I am working on writing a formula, and running into a few issues.

To preface, I am tracking employee trainings in this database. We have 3 trainings that expire. 2 expire after 2 years and 1 after 4 years. I am trying to write an if/then statement where if the training name matches one of those 3 and it’s within a specific time frame, it will output “Overdue”, or “Up to Date”.

Logical statements that I need:

  1. If the training name = “First Aid” or “CPI” AND the Days field is greater than 730 days, the training is overdue.
  2. If the training name = “Notary Public” And the Days field is greater than 1460, the training is overdue.

I’ve been working on it for a bit, and have a first attempt at the logical statement, but it’s not working. Any ideas would be beyond helpful!

IF(
AND(
{Trainings} = “First Aid”,
{Trainings} = “CPI”
)&
IF(
{Days} > 730,
“Overdue”,
“Up to date”
)

6 Replies 6

When nesting formulas be sure to include all necessary closing parenthesis. You’re also using AND() when OR() would be more appropriate. {Trainings} cannot equal “First Aid” and “CPI” at the same time. You will need an AND() statement, just not where you put it:

IF(
    OR(
        AND(
            OR({Trainings} = "First Aid", {Trainings} = "CPI"),
            {Days} > 730
        ),
        AND(
            {Trainings} = "Notary Public",
            {Days} > 1460
        )
    ),
    "Overdue",
    "Up to Date"
)

Thank you for your help. I have played around with what you provided, and it’s not working. Every field is being calculated as “Up to Date”, even when it is over the time limit.

I tried playing around with the layout using some examples from the Airtable documentation pages with no luck.

Do you have any ideas on why it’s calculating every single one as “Up to Date”?

Here are a few of the variations I tried with no luck (I apologize for any formatting issues, I cannot seem to be able to get it to indent):
1.
IF(
AND(
OR(
{Training} = “Mandatory Reporter”,
{Training} = “Confidentiality (HIPAA)”)
),
“Up to Date”
IF(
AND(
{Training} = “Notary Public”,
{Days} > 1460
),
“Overdue”,
“Up to Date”
IF(
AND(
OR(
{Training} = “CPI”, {Training} = “First Aid”,
{Days} > 730)
),
“Overdue”,
“Up to Date”
)
)
)

IF(
AND(
{Training} = “Notary Public”,
{Days} > 1460
),
“Overdue”,

IF(
OR(
{Training} = “CPI”,
{Training} = “First Aid”,
{Days} > 730
),
"Overdue”,
“Up to date”
)
)

The formula I gave works for me, which tells me the problem is your data or how you’ve described your problem.
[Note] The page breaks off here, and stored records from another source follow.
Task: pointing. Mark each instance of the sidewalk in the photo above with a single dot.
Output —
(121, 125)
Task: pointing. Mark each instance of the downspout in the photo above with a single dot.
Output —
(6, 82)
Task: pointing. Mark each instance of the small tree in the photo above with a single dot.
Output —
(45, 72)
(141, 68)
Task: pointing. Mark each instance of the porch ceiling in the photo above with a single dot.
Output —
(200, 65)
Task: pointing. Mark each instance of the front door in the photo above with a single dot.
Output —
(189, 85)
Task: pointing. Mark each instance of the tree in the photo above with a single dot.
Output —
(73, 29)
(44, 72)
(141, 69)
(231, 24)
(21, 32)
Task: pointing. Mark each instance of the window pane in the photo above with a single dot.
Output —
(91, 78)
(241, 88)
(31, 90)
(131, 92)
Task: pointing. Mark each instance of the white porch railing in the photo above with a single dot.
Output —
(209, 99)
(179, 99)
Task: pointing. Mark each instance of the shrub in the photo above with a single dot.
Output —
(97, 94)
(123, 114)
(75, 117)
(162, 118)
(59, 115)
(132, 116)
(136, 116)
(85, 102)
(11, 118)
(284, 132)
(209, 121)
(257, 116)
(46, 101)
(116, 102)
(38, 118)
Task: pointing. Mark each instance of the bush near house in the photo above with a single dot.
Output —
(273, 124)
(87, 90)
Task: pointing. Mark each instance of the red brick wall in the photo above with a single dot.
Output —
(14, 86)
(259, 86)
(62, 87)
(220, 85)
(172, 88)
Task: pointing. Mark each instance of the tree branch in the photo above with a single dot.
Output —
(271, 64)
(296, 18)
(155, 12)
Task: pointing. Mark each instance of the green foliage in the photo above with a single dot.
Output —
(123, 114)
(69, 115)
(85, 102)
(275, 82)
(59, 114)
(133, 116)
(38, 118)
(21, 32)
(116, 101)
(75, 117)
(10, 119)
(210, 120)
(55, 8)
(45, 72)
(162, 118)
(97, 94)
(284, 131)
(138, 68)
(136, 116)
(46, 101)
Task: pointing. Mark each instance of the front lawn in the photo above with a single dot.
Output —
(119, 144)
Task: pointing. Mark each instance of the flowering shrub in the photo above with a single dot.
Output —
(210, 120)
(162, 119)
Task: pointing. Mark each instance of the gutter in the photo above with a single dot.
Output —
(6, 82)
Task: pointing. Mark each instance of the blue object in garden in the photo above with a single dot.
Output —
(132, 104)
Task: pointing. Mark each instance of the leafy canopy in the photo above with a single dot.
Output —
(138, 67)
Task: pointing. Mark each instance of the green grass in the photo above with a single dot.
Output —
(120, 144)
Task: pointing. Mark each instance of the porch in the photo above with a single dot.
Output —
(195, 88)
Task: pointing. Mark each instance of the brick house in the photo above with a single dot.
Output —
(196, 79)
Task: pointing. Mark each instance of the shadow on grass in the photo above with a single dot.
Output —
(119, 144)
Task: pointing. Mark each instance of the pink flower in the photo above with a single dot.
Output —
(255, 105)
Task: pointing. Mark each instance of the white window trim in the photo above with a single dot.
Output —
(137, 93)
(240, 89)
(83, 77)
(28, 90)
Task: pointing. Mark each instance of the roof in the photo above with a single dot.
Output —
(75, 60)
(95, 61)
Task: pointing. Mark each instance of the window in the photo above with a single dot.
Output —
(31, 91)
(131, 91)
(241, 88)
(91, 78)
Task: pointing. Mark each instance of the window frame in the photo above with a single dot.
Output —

This is what I get when I enter the exact formula I gave above.
image

Rae_Groshan
4 - Data Explorer
4 - Data Explorer

Airtable

So the way we have our tables set up is different. I have the date of training as a column, a column to transform it into datetime format (which I will later hide), the days function (calculates the # of days from the date of training to today using the datetime_diff function), and then the calculation 2 field is the work in progress I posted about. Calculation 2 has the formula you created in it.

I assume since days is a function for me, that that might be why it’s not working? Is there a better way for me to go about this? Thank you again for everything!
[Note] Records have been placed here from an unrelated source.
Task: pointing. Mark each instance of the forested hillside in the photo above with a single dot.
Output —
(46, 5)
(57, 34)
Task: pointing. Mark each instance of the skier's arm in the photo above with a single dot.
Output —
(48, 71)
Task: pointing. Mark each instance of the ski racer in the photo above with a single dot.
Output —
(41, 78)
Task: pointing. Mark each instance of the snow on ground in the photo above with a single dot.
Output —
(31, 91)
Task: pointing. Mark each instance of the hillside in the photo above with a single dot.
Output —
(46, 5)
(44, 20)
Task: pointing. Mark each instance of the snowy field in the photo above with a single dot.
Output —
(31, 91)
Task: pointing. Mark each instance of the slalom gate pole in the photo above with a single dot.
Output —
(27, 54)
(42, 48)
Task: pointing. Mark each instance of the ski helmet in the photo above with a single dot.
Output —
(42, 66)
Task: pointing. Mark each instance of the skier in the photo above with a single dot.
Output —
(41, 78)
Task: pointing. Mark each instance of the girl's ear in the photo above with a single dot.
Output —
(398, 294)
Why does this column exist? Your {Date of Training} field is already a date-type field, meaning any calculation you would need to do in the {Days} column is almost certainly easier to do based of it than it would be from the date converted into a string. {Date in DT Format} seems redundant.
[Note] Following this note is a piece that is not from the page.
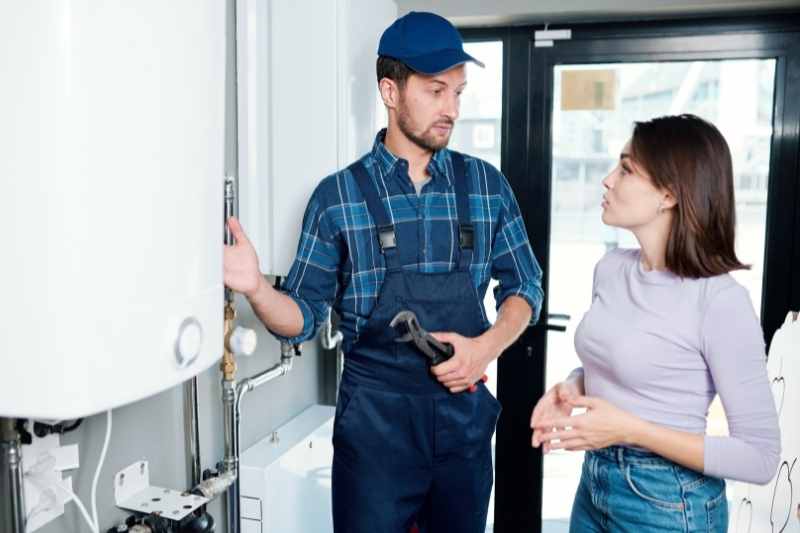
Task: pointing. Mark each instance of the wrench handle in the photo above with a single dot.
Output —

Nope. As long as the output is a number and not a string, the fact that {Days} is a formula-type field is irrelevant. I replicated your setup and it worked for me. Check your table for typos?

Yes. Since {Training} links to another table, include in that table a number field for the maximum number of days that type of training should allow (730, 1460, etc.). In the table you’ve been screenshotting include a lookup or rollup field to bring in the {Max Number of Days} field. Then the {Calculation 2}'s formula would be much, much simpler:

IF(
    {Days} > {Max Number of Days},
    "Overdue",
    "Up to Date"
)

You are right. That column was redundant so I removed it and fixed my days function. I’m still learning my way around Airtable, so my error there.

The max # of days lookup field idea was beyond helpful. Thank you so much for everything!